[Bug target/89822] self mov on x86_64 and not optimized-out sub on ARM/ARM64 in a jump table switch

Tue Aug 3 01:32:31 GMT 2021

https://gcc.gnu.org/bugzilla/show_bug.cgi?id=89822

Andrew Pinski <pinskia at gcc dot gnu.org> changed:

           What    |Removed                     |Added
----------------------------------------------------------------------------
         Resolution|---                         |INVALID
             Status|UNCONFIRMED                 |RESOLVED

--- Comment #2 from Andrew Pinski <pinskia at gcc dot gnu.org> ---
I don't see anything wrong with what is currently done.

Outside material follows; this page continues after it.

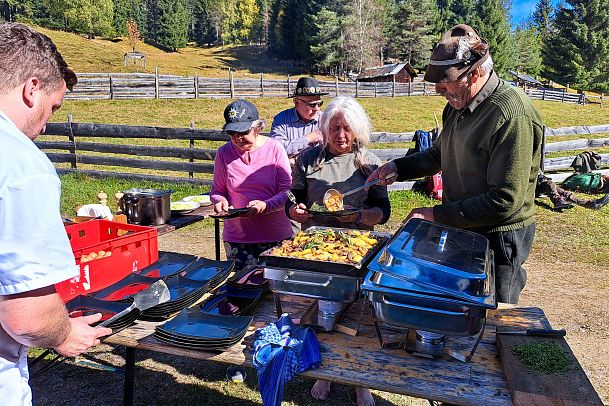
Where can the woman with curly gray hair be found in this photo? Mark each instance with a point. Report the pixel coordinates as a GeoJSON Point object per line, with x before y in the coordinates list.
{"type": "Point", "coordinates": [341, 162]}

aarch64 cost for a jump table is very high which causes the jump table not be
generated.  indirect jumps on some/most aarch64 cores are not very predictable
so GCC tries to avoid them.

Note with clang, the x86_64 code has:
addl    $-1, %edi
Which is also a zero extend.
GCC is not subtracting one as it was trying to avoid an instruction.
If change the argument type to long, gcc will not produce the zero_extend and
produce better code than clang (the table size one element bigger but does that
matter I doubt it).

If you add 100 to each of the case statements (and change the type to long),
gcc still produces better code than clang:
        jmp     *.L4-808(,%rdi,8)
vs
        addq    $-101, %rdi
        jmpq    *.LJTI0_0(,%rdi,8)